Monday, August 19, 2013
The Modernist Church's Obsession With Buildings - Kamahl Russell at Phuture
Our very reliance on buildings as our places of worship stems from our missiological (mis?) understanding fo what we think church is all about. It isn't about inviting to people to come out of their comfort zones and into a strange space to sing unfamiliar songs and hear a lecture about living a life of purpose and destiny. Somehow, we still believe that somehow a non-churched person (who we automatically assume isn't following any other valid spiritual journey) that is need of being programmed with our information might suddenly realize their need for church and then come strolling in. Thinking missionally requires to lose the manfactured "Us" and "Them" mentality of the modernist church.
I'm suggesting we should live missionally and build into people's lives, gathering them into a community as living stones, rather than using our time, budgets and energy in the effort to place them into a building of gathered stone.

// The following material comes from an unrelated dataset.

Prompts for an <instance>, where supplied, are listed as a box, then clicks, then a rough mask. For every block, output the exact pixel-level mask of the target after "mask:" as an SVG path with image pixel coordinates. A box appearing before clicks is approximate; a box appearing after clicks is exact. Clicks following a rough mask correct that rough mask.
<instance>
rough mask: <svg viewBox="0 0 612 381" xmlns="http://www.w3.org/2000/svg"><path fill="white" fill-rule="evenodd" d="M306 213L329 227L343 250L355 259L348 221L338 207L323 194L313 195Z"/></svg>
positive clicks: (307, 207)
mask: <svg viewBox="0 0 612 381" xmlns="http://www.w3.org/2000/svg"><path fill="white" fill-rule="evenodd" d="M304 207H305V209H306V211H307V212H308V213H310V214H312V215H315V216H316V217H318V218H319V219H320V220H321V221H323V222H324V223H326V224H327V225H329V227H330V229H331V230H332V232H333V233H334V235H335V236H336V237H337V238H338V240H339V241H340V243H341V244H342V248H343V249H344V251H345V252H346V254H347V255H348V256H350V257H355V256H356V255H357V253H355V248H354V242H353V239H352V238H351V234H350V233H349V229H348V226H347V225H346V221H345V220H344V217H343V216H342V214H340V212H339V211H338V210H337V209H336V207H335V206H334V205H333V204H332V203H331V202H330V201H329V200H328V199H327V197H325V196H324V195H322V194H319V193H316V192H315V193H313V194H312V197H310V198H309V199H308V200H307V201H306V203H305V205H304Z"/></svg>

Neighborly support in a time of crisis, a ride to work when the car dies, food when there is nothing in the cupboard; can of these events take place in the several hundred seat auditorium with fancy slide presentations and rock concert light shows? I would dare to suggest that even the well-intended ministries we run are dominated, designated and restricted by the facilities we have.
If we need to use space for our ministries - why not the ones that are already created out of and for the local community culture? Aren't those places created by the very people we are seeking to living in community with, to walk and suffer and rejoice and have fun with? Life takes place in the street and the cafe, in the bar and concert hall - not in a business park off of the expressway with stadium seating.
Jesus states very clearly his idea of true worship in John 4 and Matthew 25:31-46. How could we morally consider building another auditorium when there is a child starving or homeless? Just who do we really do our style of "worship" for?